Ислам стал широко распространяться среди кочевников Дешт-и Кипчака в первой половине XIV в., в эпоху золотоордынского хана Узбека б. Тогрула (1312–1341). В конце XIV — начале XV в. мусульманизация Улуса Джучи развернулась под эгидой Эдиге, который проводил активную конфессиональную политику, стяжав репутацию праведника и благочестивого мудреца (Ибн Арабшах 1887, с. 63; Клавихо 1990, с. 144; Утемиш-Хаджи 1992, с. 99). Очевидно, память об одном из этих этапов распространения новой для ордынцев религии отразилась в словах кековата Джан-Мухаммеда о том, что если бы не насилия астраханских воевод, то «сами бы… мы своево родьственнова стариннова коре ни не покинули и матки своей Волги, где наша изначала вера зачалась» (НКС, 1635 г., д. 2, л. 170) (как Узбек, так отчасти и Эдиге имели свои политические центры в Нижнем Поволжье).

Кроме Поволжья в качестве исходных пунктов появления мусульманства у ногаев в различных источниках фигурируют также Булгар, Багдад и Туркестан (Вельяминов-Зернов 1859, с. 263, 268; Игнатьев 1883, с. 334; Игнатьев, Гурвич 1883, с. II), но чаще упоминается Бухара.

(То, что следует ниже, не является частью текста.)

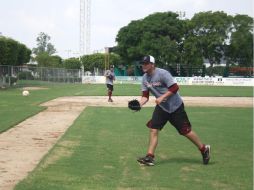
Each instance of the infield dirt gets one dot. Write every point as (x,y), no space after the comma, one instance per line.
(23,146)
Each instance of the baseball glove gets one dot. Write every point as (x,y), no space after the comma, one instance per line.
(134,105)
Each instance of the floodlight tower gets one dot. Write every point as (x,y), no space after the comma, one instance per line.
(85,27)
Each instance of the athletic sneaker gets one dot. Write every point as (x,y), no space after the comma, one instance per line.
(206,154)
(147,160)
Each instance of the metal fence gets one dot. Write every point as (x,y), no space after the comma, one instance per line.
(13,75)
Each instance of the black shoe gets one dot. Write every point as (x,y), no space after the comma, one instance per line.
(147,160)
(206,154)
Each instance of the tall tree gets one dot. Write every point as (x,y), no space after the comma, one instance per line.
(159,34)
(211,30)
(43,45)
(240,49)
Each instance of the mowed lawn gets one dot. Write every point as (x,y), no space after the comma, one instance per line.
(12,103)
(99,151)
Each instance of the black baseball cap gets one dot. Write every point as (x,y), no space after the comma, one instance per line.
(148,59)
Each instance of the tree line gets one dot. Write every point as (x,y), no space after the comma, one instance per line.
(214,36)
(172,40)
(13,52)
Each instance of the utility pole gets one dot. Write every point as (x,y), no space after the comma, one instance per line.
(85,27)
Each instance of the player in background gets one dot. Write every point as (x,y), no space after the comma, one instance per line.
(159,81)
(110,77)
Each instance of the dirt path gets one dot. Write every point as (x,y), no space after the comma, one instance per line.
(22,147)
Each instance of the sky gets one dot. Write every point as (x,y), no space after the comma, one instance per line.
(23,20)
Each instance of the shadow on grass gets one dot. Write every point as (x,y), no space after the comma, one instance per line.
(180,160)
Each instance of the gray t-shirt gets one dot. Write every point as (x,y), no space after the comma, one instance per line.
(110,75)
(158,84)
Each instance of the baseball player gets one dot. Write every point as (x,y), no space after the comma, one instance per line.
(110,77)
(169,107)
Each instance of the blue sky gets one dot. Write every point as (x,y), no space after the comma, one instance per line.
(23,20)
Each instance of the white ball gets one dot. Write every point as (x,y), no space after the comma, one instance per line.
(25,93)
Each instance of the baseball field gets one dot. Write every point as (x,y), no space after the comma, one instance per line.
(70,137)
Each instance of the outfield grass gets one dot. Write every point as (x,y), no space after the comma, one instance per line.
(101,153)
(12,103)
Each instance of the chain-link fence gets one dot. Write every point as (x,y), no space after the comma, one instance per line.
(17,75)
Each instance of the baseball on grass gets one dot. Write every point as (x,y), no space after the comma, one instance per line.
(25,93)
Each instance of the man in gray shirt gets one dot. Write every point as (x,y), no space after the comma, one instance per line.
(169,107)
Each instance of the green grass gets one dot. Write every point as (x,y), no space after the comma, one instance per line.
(12,103)
(101,153)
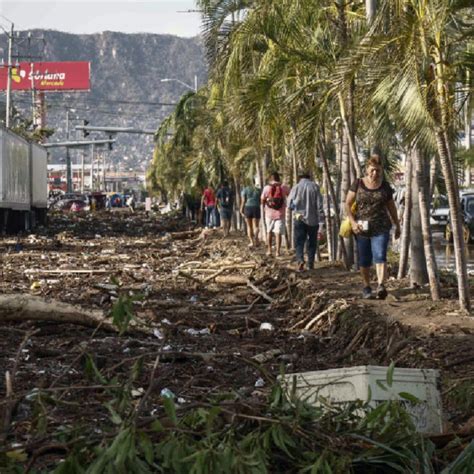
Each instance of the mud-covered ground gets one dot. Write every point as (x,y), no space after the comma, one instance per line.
(203,300)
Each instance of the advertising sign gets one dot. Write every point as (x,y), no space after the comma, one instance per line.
(48,76)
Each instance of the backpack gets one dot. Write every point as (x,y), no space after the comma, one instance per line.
(226,198)
(275,200)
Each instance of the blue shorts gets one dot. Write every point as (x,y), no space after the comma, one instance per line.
(372,249)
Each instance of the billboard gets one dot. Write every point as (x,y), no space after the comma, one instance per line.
(48,76)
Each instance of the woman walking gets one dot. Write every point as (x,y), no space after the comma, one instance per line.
(250,209)
(372,223)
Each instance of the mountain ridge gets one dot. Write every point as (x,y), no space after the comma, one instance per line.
(124,67)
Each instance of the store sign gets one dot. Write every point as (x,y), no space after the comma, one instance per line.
(48,76)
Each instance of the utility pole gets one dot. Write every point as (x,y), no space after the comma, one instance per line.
(68,158)
(9,77)
(92,167)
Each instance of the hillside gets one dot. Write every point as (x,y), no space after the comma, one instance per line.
(125,68)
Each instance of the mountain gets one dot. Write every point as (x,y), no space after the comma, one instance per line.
(125,69)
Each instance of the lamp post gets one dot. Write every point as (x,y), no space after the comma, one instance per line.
(170,79)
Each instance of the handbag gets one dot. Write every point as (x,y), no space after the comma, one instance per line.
(345,230)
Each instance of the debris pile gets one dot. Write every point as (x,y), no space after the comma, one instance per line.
(216,319)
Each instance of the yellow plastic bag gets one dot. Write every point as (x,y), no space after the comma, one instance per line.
(345,230)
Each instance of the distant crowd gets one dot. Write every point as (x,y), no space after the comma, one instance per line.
(369,208)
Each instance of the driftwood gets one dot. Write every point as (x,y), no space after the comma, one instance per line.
(260,292)
(231,280)
(66,271)
(19,307)
(185,235)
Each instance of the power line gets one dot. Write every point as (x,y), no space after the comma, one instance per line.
(52,99)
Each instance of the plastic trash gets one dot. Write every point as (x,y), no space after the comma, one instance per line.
(167,393)
(196,332)
(267,327)
(36,285)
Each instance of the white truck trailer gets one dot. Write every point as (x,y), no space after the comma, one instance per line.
(23,183)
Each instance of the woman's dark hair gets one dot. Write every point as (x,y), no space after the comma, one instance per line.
(275,176)
(374,160)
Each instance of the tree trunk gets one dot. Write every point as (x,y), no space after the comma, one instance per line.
(21,307)
(350,136)
(405,237)
(421,167)
(262,176)
(467,129)
(345,184)
(443,120)
(433,175)
(418,270)
(333,196)
(370,9)
(237,217)
(456,222)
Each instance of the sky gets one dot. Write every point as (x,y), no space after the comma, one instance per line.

По хронике Сад Ваккаса б. Раджаба и Кашигафа б. Абу Саида, основатель ордена накшбанди Багау-л-Хакк-ва-д-Дин направил из Бухары 366 конных шейхов в помощь Мухаммеду Шейбани (конец XV — начало XVI в.) для обращения к учению Пророка жителей Прииртышья, в том числе и народа ногай (Катанов 1903, с. 136, 137, 143, 150, 151). К ногаям Башкирии — «очень развратным и дурным мусульманам», по местным преданиям, отрядил для проповеди своего ученика знаменитый бухарский суфий Ходжа-Ахмед Ясави, и тот преуспел в миссионерском служении (Игнатьев 1869; Игнатьев 1883, с. 334). Ногайцы же XVIII–XIX вв. передавали сказание об исходе их предков из «Бухарин», где тех, изначальных язычников, обратил в ислам святой Ходжа-Ахмед Баба-Туклес (Бентковский 1883, с. 3; РГВИА, ф. 405, оп. 6, д. 3076, л. 30, 30 об.; Фарфоровский 1909, с. 3; см. также главу 1 настоящей книги). И надо отметить, что бухарские, мавераннахрские корни мусульманства в самом деле проявлялись в Ногайской Орде, в том числе в составе ее духовенства (см. ниже).

Несмотря на относительно позднее внедрение ислама и сохранение элементов язычества, ряд признаков позволяет видеть в ногаях уже мусульманское общество. Скажем, непререкаем был авторитет Корана, которым скрепляли международные договоры. В ногайско-русских отношениях и в соглашениях между мирзами обычной была шерть «на куране». Причем призвание в свидетели священной книги заключалось не просто в присутствии ее на церемонии, а в использовании в качестве инструмента присягания: «в куран поцеловать, положа руку на куран», «на куране шертовал и целовал в куран», «поцеловал книгу при Енмамет мурзе» и т. п. (НКС, 1585 г., д. 1, л. 10; 1615 г., д. Ц, л. 14, 15; 1636 г., д. 2, л. 11). Из материалов Крымских дел известно, что в таких случаях раскрывалась определенная сура, к которой и прикладывались губами мусульмане-участники переговоров (КК, д. 10, л. 297)[378]. Порой ссылки на священный текст сквозят в повседневной речи мангытских вельмож: «У них де ис предков тово не повелось… и в их бусорманских законах не ведетца, что послов выдавати» (Акты 1914, с. 193).

Кроме того, в источниках есть сведения об исполнении ногаями религиозных обрядов.

Во-первых, молитвенный ритуал — намаз. Хотя данные о пятикратном ежедневном молении отсутствуют, но русские наблюдатели передавали, что мирзы со свитой «в шатре пели намаз» по случаю шертования, «разослав епанчю и сметав башмаки, учали намаз молити»; торжественный молебен устраивался и в честь новоизбранного бия (НКС, 1616 г., д. 1, л. 140; д. 4, л. 3, 4; 1641 г., д. 5, л. 33).